Member of Parliament, Lok Sabha
- In office 1973–1980
- Preceded by: Dajisaheb Chavan
- Succeeded by: Yashwantrao Mohite
- Constituency: Karad
- In office 1984–1991
- Preceded by: Yashwantrao Mohite
- Succeeded by: Prithviraj Chavan
- Constituency: Karad

Member of Parliament, Rajya Sabha
- In office 1980–1984
- Constituency: Maharashtra

Women's Cricket Association of India

President
- In office 1973–?

Personal details
- Born: 2 July 1918 Baroda State
- Died: 8 July 2003 (aged 85)
- Party: Indian National Congress
- Spouse: Dajisaheb Chavan ​(m. 1942)​
- Children: Prithviraj, Nirupama, Vidyulata
- Occupation: Politician

= Premala Chavan =

Former Indian politician

Premala Chavan (2 July 1918 – 8 July 2003), also known as Premalabai and Premalakaki, was an Indian politician and was a member of the Lok Sabha and the Rajya Sabha. The Founder-President of the All India Women's Cricket Association, she was involved in various other activities that contributed to the welfare of women in Indian society. Chavan is notable for holding the record for the most number of representations (four) in the Lok Sabha and the Rajya Sabha, by a female M.P. from Maharashtra.

==Personal life==

Chavan was born to the M. N. Rao Jagdale in the Baroda district of Gujarat. She completed her primary and secondary education at S.N.D.T. in Indore, after which she went to St. Xavier's College Bombay, where she received a Diploma in Montessori Education. Premala married Dajisaheb Chavan on 27 April 1942. She was the mother of the ex-Chief Minister of Maharashtra, Prithviraj Chavan, along with Nirupama Ajitrao Yadav and Vidlyulata Vyankatrao Ghorpade.

==Political career==

===Lok Sabha and Rajya Sabha===

Chavan was a member of the Peasants and Workers Party of Maharashtra from 1952 to 1960. Later, she represented the Indian National Congress party in the Fifth Lok Sabha (1971–77), the Sixth Lok Sabha (1977–79), the Eighth Lok Sabha (1984–89), and the Rajya Sabha (1980–84). After her husband's death, she was elected unopposed to the Lok Sabha in a by-poll in 1973. She was re-elected from the Karad constituency for the next three terms. After the post-emergency split in the Congress, when many party veterans in the state aligned with the congress led by Devraj Urs, Chavan chose to remain with Indira Gandhi and also served as the Congress(i) State President at that time. When Indira Gandhi returned to power in 1980, she nominated Chavan to Rajya Sabha in 1981. Chavan was re-elected to the Lok Sabha from Karad in 1989. Chavan retired from politics in 1991 when Rajiv Gandhi asked her son to continue the family's political legacy in parliament.

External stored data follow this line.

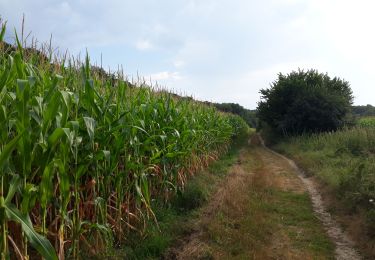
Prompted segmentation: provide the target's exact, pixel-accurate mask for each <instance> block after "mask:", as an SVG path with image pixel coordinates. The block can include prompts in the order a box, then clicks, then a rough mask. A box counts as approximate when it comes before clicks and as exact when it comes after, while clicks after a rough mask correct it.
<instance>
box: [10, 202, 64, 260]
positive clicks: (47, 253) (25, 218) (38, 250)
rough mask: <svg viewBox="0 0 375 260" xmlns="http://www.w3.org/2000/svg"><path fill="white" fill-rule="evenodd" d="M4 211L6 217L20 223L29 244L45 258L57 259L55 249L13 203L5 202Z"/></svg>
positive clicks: (17, 222)
mask: <svg viewBox="0 0 375 260" xmlns="http://www.w3.org/2000/svg"><path fill="white" fill-rule="evenodd" d="M5 213H6V215H7V217H8V219H10V220H13V221H15V222H17V223H20V224H21V226H22V230H23V232H24V233H25V235H26V237H27V239H28V241H29V242H30V244H31V245H32V246H33V247H34V248H35V249H36V250H37V251H38V252H39V253H40V254H41V255H42V256H43V257H44V258H45V259H48V260H49V259H51V260H55V259H56V260H57V255H56V252H55V249H54V248H53V246H52V245H51V243H50V242H49V241H48V239H47V238H45V237H43V236H42V235H40V234H38V233H37V232H36V231H35V230H34V228H33V224H32V223H31V220H30V217H29V216H28V215H25V214H22V213H21V212H20V211H19V210H18V209H17V208H16V207H15V206H14V205H13V204H9V203H8V204H5Z"/></svg>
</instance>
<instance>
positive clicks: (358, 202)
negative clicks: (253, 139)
mask: <svg viewBox="0 0 375 260" xmlns="http://www.w3.org/2000/svg"><path fill="white" fill-rule="evenodd" d="M275 148H276V149H277V150H279V151H281V152H283V153H286V154H287V155H289V156H290V157H291V158H293V159H294V160H296V162H297V163H298V164H299V166H301V167H302V168H303V169H304V170H305V171H306V172H307V173H308V174H311V175H315V176H317V177H318V178H319V179H320V180H321V181H323V182H324V183H326V184H327V185H328V187H330V189H331V190H333V193H334V194H335V197H336V199H338V201H340V202H341V205H342V207H344V208H345V209H346V214H361V215H364V217H365V220H366V221H365V223H363V230H364V233H365V234H363V235H364V236H366V237H369V238H370V240H371V239H372V241H374V240H373V239H374V238H375V225H374V223H375V204H374V199H375V188H374V187H375V128H373V127H354V128H350V129H343V130H341V131H337V132H332V133H322V134H315V135H309V136H300V137H294V138H288V139H286V140H284V141H283V142H281V143H279V144H277V145H276V146H275ZM358 228H360V227H358ZM368 244H370V243H368ZM373 253H374V252H373ZM373 253H372V254H373Z"/></svg>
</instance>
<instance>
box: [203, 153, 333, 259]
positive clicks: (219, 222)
mask: <svg viewBox="0 0 375 260" xmlns="http://www.w3.org/2000/svg"><path fill="white" fill-rule="evenodd" d="M256 154H257V152H250V153H249V154H248V156H246V157H245V158H246V162H245V163H244V165H241V166H244V167H249V168H252V170H251V171H250V172H253V175H252V178H253V179H252V181H247V182H249V186H248V187H246V188H245V189H246V190H244V188H241V189H240V190H239V191H235V193H234V194H233V196H236V197H237V198H236V200H237V201H238V200H239V201H241V205H238V206H235V207H234V208H233V205H231V203H230V202H228V203H227V202H224V203H223V205H222V207H221V210H219V212H217V214H216V217H215V218H214V219H213V220H212V221H211V222H210V223H208V227H207V230H208V234H209V238H208V241H209V245H210V248H211V250H212V251H213V252H217V255H219V256H220V257H221V258H224V259H268V258H273V257H275V258H277V257H276V256H275V255H274V254H279V255H278V257H285V256H287V255H289V254H290V253H296V254H297V256H299V257H305V256H306V255H308V256H309V257H313V258H316V259H331V258H332V256H333V251H334V245H333V243H332V242H331V241H330V239H329V238H328V237H327V235H326V233H325V231H324V229H323V227H322V226H321V223H320V221H319V220H318V219H317V217H316V216H315V215H314V210H313V209H312V205H311V201H310V198H309V195H308V194H307V193H302V194H300V193H296V192H293V191H283V190H280V188H278V187H274V186H268V184H267V178H269V177H270V176H272V174H273V173H270V172H264V170H263V167H264V165H263V163H262V162H260V160H259V158H258V157H257V156H256ZM257 158H258V159H257ZM246 164H249V165H246ZM257 169H260V170H259V171H258V170H257ZM266 175H267V176H266ZM237 207H238V208H237ZM301 234H303V235H301ZM277 246H280V248H278V247H277ZM275 247H276V248H277V249H275ZM271 255H272V256H271ZM297 256H294V258H296V257H297ZM308 259H309V258H308ZM332 259H333V258H332Z"/></svg>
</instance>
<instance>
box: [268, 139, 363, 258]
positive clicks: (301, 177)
mask: <svg viewBox="0 0 375 260" xmlns="http://www.w3.org/2000/svg"><path fill="white" fill-rule="evenodd" d="M261 144H262V146H263V147H264V148H265V149H266V150H268V151H269V152H271V153H273V154H275V155H276V156H279V157H280V158H282V159H284V160H285V161H287V162H288V163H289V165H290V166H291V167H292V168H293V169H294V170H295V171H296V172H297V173H298V177H299V178H300V179H301V180H302V182H303V183H304V185H305V188H306V189H307V191H308V192H309V194H310V197H311V201H312V204H313V208H314V212H315V214H316V215H317V217H318V218H319V219H320V220H321V222H322V224H323V225H324V227H325V230H326V232H327V233H328V235H329V237H330V238H331V239H332V241H333V242H334V243H335V247H336V249H335V256H336V259H339V260H355V259H361V257H360V255H359V254H358V252H357V251H356V250H355V249H354V243H353V241H352V240H351V239H350V238H349V237H348V235H347V234H346V233H344V232H343V230H342V229H341V227H340V225H339V224H338V223H337V222H336V221H335V220H334V219H333V218H332V216H331V214H329V213H328V212H327V210H326V209H325V207H324V204H323V200H322V197H321V195H320V193H319V191H318V190H317V188H316V185H315V184H314V182H313V181H312V180H311V179H310V178H307V177H306V175H305V174H304V172H303V171H302V170H301V169H300V168H298V167H297V165H296V164H295V163H294V161H292V160H290V159H288V158H286V157H285V156H283V155H281V154H279V153H277V152H275V151H273V150H271V149H269V148H267V147H266V146H264V142H263V141H261Z"/></svg>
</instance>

Chavan participated in the Lok Sabha until 1991, until which point she had contested from her late constituency and served in the same capacity for all consecutive terms.

===Committee experience===

Chavan was a member of the Committee on Subordinate Legislation, the Committee on Official Language, and the Business Advisory Committee from 1985 to 1987; a member of the Rules Committee from 1987 to 1989; a member of the Consultative Committee, the Department of Atomic Energy, Space, Electronics, Ocean Development and the Ministry of Science and Technology in 1990.

==Social activities==

Chavan was the founder of the Polytechnic Engineering College in Karad and she started the first Montessori School in Karad in 1951. In addition to this, she started the Mahila Mandal Movement in 1950 in Karad. Later, in 1973, she founded the All India Women's Cricket Association.

==Death==
Chavan died on 8 July 2003. She and her husband both died on 8 July, in different years.